Using the Flux Model | Deepgram's Docs

Requirements

Please familiarize yourself with these general requirements before attempting to deploy Flux to your self-hosted Deepgram instances.

The Flux model must be hosted on a separate instance from other Deepgram speech-to-text (STT) and text-to-speech (TTS) models.
Your Deepgram API and Engine TOML files must explicitly enable Flux
Flux doesn’t require and is not compatible with any other models (e.g. diarizer, entity detector)
You must use Deepgram container images from October 2025 or later (release-251015)
The Flux model file must be added to your engine models directory

Flux GPU Resource Allocation

Flux must run in isolation from other Deepgram models. Flux requires a certain amount of GPU memory per stream, and this memory is allocated on Engine startup.
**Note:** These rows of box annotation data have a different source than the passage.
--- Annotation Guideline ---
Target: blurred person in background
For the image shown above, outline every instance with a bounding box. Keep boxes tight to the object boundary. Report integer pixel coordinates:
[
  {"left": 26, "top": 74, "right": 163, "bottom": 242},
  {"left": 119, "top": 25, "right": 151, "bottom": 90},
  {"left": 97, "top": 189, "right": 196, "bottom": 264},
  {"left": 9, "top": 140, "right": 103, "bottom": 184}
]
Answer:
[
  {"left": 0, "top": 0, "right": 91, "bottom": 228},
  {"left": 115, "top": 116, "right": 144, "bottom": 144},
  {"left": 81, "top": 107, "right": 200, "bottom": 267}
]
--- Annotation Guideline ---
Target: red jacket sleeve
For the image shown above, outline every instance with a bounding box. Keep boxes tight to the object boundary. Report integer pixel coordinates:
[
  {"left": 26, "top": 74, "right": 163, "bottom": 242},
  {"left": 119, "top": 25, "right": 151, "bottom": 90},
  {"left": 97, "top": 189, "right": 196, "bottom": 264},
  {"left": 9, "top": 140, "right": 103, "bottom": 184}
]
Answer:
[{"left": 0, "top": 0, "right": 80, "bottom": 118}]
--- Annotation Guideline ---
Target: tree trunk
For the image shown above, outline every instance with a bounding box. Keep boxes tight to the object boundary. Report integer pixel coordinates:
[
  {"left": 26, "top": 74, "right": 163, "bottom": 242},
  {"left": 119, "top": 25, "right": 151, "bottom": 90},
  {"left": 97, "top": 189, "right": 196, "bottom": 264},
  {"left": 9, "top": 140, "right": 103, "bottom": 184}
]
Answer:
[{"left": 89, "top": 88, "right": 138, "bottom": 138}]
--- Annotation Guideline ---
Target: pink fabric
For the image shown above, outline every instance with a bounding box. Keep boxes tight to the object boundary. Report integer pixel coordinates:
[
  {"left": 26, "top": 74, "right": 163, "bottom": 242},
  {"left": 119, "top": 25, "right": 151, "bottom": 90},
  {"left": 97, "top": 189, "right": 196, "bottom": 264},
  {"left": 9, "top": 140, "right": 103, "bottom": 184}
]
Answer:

By default, Flux allocates all GPU memory for Flux streams.

Do not enable Flux in the Engine configuration file unless you intend to use it.

An Engine running Flux is not designed to serve any other Deepgram traffic, including other STT models (such as Nova-3), TTS, or supplementary models. Attempting to do so will result in resource exhaustion and request failures due to lack of GPU memory.

For example, if you enable Flux, and then submit a Nova-3 request on the same GPU, you will encounter out-of-memory errors such as:

...called `Result::unwrap()` on an `Err` value: Internal torch error: CUDA out of memory. Tried to allocate 20.00 MiB. GPU 0 has a total capacity of
21.95 GiB of which 13.00 MiB is free. Process 6456 has 1006.00 MiB memory in use. Process 6583 has 20.94 GiB memory in use. Of the allocated memory
788.04 MiB is allocated by PyTorch, and 13.96 MiB is reserved by PyTorch but unallocated...

Provision separate infrastructure for Flux, and ensure no other Deepgram models are present on the same Engine.

Flux Model File

For Deepgram self-hosted setups, there is a single model file that you’ll need for Flux. You can request this from your Deepgram account representative or Deepgram Support.

Enable Flux in Deepgram Self-Hosted Deployment

Flux requires a couple of configuration changes in your self-hosted Deepgram deployment.

In your Deepgram Engine configuration, make sure that Flux is enabled.

Deepgram Engine Configuration

1 [flux]
2 enabled = true

Do not add or enable [flux] unless this server is dedicated exclusively to Flux.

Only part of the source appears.